Set forth below is a transcript of the portions of Pinnacle’s quarterly earnings conference call held on April 19, 2016 during which the proposed merger of Avenue with and into Pinnacle was discussed.

PINNACLE FINANCIAL PARTNERS

Moderator: Terry Turner

April 19, 2016

8:30 a.m. CDT

(Harold R. Carpenter, EVP and CFO): Our belief is that the Avenue merger will also be positive to revenue-per-share growth, and after seeing their first-quarter loan growth, we believe it is not only a leading indicator to this future positive, but is near-term validation as to why the combination of Pinnacle and Avenue makes so much sense.


As mentioned previously, Avenue’s loan growth in the first quarter was exceptional, at roughly 28% over last year’s EOP balances.

 

Collectively, Avenue’s linked-quarter and Pinnacle’s linked-quarter loan growth amounted to 11.5% over fourth-quarter balances. So yes, we like the way this year is shaping up.

 

Coincidentally, Avenue’s loan book is fairly close to ours, with about $128 million of their $962 million in loans with floors and 43% of their loan balances set to participate in the next rate hike.

 

Avenue’s average loan-to-deposit ratio was in the 92% range in the first quarter.

 

These demand deposit accounts are core operating accounts that we and Avenue would expect to keep, regardless of the rate environment.

 

The synergy case for our mergers remain in place, which will eventually help us create more operating leverage in future quarters as we fully expect to achieve the targeted EPS accretion targets in 2016 that we spoke about on the various merger conference calls.

 

We have considered these charges when we announced the Avenue merger and continue to believe that the Avenue merger will be approximately 2% accretive in 2016 and 4% accretive in 2017, inclusive of the $10 billion threshold charges.
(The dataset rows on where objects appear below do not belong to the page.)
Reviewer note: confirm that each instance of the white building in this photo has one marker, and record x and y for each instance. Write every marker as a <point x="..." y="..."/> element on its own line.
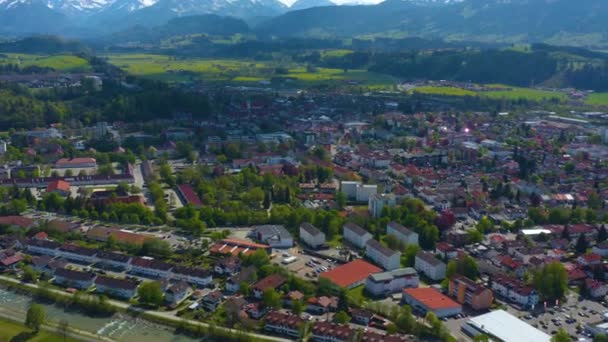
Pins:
<point x="377" y="203"/>
<point x="356" y="235"/>
<point x="403" y="234"/>
<point x="385" y="257"/>
<point x="311" y="236"/>
<point x="387" y="283"/>
<point x="427" y="264"/>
We continue to believe the Avenue merger will occur in the late second quarter or early third quarter, once we obtain the required regulatory and shareholder approvals. To be clear, we filed the S-4 on Friday of last week, so we are anxiously awaiting the SEC’s approval of the S-4.

 

(M. Terry Turner, President and CEO):

And then finally, in the case of Avenue, we announced that transaction in January. Harold has been through the accretion numbers there and indicated that we expect to close that transaction either late second quarter or early third quarter. And then we will have the technology conversion, which is slated for the fourth quarter of 2016.

Set forth below is a transcript of the portions of the question and answer session of Pinnacle’s quarterly earnings conference call held on April 19, 2016 during which the proposed merger of Avenue with and into Pinnacle was discussed.

Michael Rose, Raymond James & Associates, Inc.

Q: Okay. And then I haven’t opened up the S-4. But what are the pro forma impacts on a margin basis for the Avenue deal? [At this point].

A: (Mr. Carpenter) The Avenue deal will be dilutive to the margin by a couple of ticks.

Brian Martin, Fig Partners

Q: I got you. Okay, all right. And then just last two — just as it relates to NIM and Avenue, the guidance range — can you remind us again what the guidance range is on NIM? And just — it sounds like — is it 3.70% to 3.90% or do have that wrong as far as what your target range is?


A: (Mr. Carpenter) Yes, we think this year we ought to be in the 3.70% to 3.90%. When Avenue comes onboard, you are probably looking at anywhere from 2 basis points to 5 basis points in dilution.